Les 450 moutons de José Castedo broutent, eux, dans des zones sécurisées par des enclos électriques.

"Des exploitations comme celle-ci, il y en a peu", signale l'éleveur de 62 ans, plus dépité que fier, qui reste circonspect sur la nouvelle législation, notamment en ce qui concerne le montant de l'indemnité en cas d'attaque de loup et les délais de paiement.

Il évoque la "concurrence déloyale" d'autres régions, où "on s'occupe deux heures par jour des moutons avec une barrière d'un mètre de haut".

Sans les chiffrer, le ministère de la Transition promet des "ressources financières": "l'éleveur qui vit avec des grands carnivores exige un traitement particulier", assure Hugo Morán.

Mais cette cohabitation peut s'avérer un mariage heureux, voire une aubaine, comme pour les éleveurs Rosi González et son mari Alberto, qui en ont fait un argument commercial avec leur marque de viande "Paître avec les loups" (pastandoconlobos), dont le logo mêle les profils d'un mouton et d'un loup.

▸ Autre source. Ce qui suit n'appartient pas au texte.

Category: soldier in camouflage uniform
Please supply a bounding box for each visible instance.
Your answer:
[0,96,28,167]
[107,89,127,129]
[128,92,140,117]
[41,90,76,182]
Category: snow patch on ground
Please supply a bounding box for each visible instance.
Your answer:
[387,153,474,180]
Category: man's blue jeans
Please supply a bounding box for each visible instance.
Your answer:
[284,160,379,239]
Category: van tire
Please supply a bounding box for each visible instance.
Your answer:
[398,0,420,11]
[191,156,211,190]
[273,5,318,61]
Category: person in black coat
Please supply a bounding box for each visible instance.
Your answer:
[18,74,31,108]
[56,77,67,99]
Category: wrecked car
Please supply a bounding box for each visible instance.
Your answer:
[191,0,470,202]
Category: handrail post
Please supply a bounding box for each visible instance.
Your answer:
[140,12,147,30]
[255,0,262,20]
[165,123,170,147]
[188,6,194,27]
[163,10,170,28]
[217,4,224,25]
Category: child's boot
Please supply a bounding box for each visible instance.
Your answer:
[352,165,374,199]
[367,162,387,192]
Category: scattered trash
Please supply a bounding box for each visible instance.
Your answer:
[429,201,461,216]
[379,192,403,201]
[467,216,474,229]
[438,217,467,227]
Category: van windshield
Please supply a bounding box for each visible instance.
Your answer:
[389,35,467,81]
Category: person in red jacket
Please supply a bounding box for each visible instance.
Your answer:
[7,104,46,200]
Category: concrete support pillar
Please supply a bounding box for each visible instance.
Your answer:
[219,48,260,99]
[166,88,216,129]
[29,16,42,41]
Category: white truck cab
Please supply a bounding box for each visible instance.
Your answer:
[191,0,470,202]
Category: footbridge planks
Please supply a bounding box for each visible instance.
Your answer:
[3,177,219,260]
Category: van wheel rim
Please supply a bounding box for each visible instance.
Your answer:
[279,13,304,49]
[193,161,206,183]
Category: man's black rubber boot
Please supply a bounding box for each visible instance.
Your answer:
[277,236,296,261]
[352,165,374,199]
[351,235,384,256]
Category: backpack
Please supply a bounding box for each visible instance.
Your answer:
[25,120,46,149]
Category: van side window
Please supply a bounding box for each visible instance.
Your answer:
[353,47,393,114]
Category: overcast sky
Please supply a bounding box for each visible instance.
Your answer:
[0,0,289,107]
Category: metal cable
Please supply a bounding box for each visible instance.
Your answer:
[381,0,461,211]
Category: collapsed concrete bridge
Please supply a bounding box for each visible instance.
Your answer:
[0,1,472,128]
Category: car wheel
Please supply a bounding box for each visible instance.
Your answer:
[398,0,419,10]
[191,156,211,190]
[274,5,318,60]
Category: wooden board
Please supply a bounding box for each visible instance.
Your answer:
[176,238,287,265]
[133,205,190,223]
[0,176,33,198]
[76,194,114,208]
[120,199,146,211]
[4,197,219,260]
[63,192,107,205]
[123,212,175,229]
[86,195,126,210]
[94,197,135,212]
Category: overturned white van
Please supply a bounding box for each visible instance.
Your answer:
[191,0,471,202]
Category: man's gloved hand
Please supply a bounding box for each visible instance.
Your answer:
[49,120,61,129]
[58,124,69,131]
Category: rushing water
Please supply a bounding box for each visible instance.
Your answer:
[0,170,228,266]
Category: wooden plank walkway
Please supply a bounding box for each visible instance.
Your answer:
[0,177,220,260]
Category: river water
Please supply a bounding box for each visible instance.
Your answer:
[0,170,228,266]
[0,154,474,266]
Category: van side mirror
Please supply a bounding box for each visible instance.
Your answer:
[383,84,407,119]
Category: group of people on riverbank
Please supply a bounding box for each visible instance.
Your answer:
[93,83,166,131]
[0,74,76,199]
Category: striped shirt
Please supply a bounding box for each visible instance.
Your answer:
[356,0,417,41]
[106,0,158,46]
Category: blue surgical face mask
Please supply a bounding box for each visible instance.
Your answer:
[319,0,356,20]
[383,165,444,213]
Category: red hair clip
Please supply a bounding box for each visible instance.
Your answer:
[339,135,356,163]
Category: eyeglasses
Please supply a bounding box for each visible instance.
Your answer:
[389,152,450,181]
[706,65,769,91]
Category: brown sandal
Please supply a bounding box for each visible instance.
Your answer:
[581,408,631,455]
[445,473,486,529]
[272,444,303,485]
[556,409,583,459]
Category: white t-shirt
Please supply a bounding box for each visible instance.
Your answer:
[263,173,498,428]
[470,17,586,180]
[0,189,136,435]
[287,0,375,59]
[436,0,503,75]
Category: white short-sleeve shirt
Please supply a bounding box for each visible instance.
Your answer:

Certaines régions s’estiment pénalisées par la nouvelle loi car protéger leurs exploitations agricoles du prédateur coûte cher. Elles réclament des aides.

Contraste avec les Etats-Unis

La décision de l'Espagne contraste avec celle de l'administration de Donald Trump qui, fin octobre 2020, avait confirmé que les loups ne seraient dorénavant plus une espèce protégée aux Etats-Unis. Elle révoquait ainsi une classification en place depuis 1978 après leur quasi-extinction, et ouvrant la voie à ce qu'ils soient davantage chassés.

L'annonce était intervenue quelques jours avant l'élection présidentielle du 3 novembre, alors que de nombreux élus républicains du Midwest, terre électorale cruciale, réclamaient le retrait du loup de la liste protégée.

"Après plus de 45 ans sous un statut d'espèce protégée, le loup gris a excédé tous les objectifs de préservation en vue de son rétablissement", avait déclaré le secrétaire à l'Intérieur David Bernhardt (les premières protections ont commencé en 1974).

La population de loups (Canis lupus) aux Etats-Unis (hors Alaska et Hawaï) est remontée à 6.000, contre moins de 1.000 en 1967, selon le département de l'Intérieur.

Sous la présidence de Barack Obama, le loup avait déjà perdu son statut protégé dans l'Idaho et le Montana.

Il revient désormais aux Etats de décider comment gérer les populations de loups, en autorisant ou non la chasse et les pièges. La mesure était réclamée par des éleveurs. Seul le "loup mexicain", présent dans le Sud-Ouest, restera protégé au niveau fédéral.

La communauté scientifique et un grand nombre d'élus, de citoyens et de militants s'opposaient à la révocation, car le loup n'a pas encore regagné tout son habitat historique.

L'ONG Earthjustice avait promis de contester la décision en justice, accusant l'agence fédérale chargée de la protection des animaux de ne pas avoir suivi les procédures scientifiques normales.